Arjan van de Ven wrote:
>
> In article <3A82D325.9068BC07@colorfullife.com> you wrote:
> > fast_clear_page() uses mmx instructions for clearing a page, what about
> > using sse instructions?
> > sse instructions can store 128 bit in one instruction, mmx only 64 bit.
>
> the sse FP registers might be lossy.
I thought that too, thus I only implemented memset(,0,) with sse.
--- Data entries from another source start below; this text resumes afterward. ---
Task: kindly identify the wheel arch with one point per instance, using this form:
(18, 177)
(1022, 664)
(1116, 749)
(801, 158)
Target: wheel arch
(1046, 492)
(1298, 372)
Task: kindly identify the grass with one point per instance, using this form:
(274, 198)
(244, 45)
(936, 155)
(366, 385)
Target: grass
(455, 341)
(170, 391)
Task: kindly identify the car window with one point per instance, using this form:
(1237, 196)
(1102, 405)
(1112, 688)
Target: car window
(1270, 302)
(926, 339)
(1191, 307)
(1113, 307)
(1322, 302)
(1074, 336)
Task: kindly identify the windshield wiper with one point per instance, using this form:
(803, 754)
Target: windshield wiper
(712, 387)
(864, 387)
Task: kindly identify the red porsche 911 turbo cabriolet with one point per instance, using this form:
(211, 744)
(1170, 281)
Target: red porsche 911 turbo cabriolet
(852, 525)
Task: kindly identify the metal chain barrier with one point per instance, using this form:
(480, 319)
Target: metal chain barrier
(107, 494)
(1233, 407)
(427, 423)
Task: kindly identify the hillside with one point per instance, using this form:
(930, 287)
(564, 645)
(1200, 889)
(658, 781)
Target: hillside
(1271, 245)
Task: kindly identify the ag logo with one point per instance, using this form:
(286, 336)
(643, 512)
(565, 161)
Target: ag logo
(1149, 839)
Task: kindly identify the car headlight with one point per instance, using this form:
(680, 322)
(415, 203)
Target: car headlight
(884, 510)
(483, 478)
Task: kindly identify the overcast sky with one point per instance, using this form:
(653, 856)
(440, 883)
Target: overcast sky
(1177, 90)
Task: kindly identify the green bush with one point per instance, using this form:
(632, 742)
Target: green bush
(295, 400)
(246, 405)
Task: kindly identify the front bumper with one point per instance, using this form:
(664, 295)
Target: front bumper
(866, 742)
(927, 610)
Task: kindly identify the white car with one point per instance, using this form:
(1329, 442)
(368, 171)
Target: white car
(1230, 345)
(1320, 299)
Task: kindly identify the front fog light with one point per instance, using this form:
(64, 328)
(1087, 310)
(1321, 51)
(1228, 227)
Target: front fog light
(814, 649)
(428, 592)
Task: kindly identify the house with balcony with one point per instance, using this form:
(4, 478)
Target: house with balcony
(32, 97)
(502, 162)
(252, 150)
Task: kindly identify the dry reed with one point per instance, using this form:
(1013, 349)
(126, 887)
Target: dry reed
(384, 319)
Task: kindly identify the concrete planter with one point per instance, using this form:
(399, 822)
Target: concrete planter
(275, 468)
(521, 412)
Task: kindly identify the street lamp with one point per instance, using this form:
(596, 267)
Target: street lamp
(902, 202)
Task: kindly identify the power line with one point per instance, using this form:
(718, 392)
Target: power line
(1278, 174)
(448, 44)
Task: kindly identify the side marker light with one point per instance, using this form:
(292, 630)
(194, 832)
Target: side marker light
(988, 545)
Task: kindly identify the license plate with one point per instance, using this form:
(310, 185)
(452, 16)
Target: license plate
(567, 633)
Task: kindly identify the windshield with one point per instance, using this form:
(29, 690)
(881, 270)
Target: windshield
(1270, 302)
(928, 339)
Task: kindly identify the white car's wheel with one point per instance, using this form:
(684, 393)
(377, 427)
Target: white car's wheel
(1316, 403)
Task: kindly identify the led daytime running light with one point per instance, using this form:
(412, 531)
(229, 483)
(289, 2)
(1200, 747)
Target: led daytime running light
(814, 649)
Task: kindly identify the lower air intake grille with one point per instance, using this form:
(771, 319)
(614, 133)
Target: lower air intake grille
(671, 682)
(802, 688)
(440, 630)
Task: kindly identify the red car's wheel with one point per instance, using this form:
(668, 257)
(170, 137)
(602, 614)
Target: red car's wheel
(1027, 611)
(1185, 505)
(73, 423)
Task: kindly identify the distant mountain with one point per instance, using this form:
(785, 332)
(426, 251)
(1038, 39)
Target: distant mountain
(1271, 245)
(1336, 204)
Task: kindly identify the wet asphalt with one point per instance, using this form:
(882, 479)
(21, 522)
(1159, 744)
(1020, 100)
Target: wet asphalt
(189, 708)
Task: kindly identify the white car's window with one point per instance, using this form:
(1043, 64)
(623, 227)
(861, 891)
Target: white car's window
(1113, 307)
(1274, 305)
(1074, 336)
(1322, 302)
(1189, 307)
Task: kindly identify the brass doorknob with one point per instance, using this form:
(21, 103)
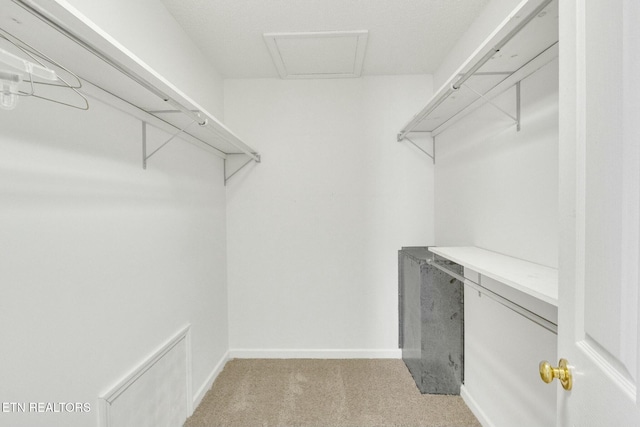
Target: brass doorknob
(562, 373)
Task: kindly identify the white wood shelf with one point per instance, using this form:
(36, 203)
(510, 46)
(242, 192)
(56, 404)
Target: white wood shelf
(523, 43)
(114, 75)
(536, 280)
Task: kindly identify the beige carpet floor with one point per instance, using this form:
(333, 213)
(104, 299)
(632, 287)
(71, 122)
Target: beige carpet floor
(327, 393)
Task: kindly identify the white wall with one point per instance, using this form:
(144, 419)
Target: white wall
(101, 261)
(497, 188)
(314, 229)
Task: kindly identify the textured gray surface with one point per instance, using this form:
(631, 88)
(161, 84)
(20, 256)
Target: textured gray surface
(431, 305)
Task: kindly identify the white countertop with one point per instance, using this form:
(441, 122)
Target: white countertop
(533, 279)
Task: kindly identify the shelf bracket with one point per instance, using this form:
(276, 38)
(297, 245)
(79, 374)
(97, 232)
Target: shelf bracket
(433, 147)
(515, 118)
(146, 157)
(230, 170)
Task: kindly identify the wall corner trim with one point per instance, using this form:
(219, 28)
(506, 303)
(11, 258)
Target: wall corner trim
(473, 406)
(206, 386)
(108, 398)
(241, 353)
But then I found this document on Intel website:
http://developer.intel.com/software/idap/media/pdf/copy.pdf
Intel recommends using sse registers for generic memcopy - they can't be
lossy.
> On my athlon, the in-kernel mmx
> functions are memory-bound (eg > 1 Gbyte/sec throughput)
>
You are using an Athlon with SDRAM?
A Pentium 4 has a 3.2 GB memory bus and I saw a benchmark that compared
mmx and sse memmove, and sse was _much_ faster.
I've implemented a user space sse copy_page, and:
* mmx is the slowest version! (~12000 cpu ticks/page).
* movsd is slightly faster (~11850 cpu ticks/page). Probably due to the
special 'rep movsd' optimization in the Pentium III (cpu notices that
ecx is large and switches to a cache line copy mode).
* sse is the fastest version (~ 11500 cpu ticks/page)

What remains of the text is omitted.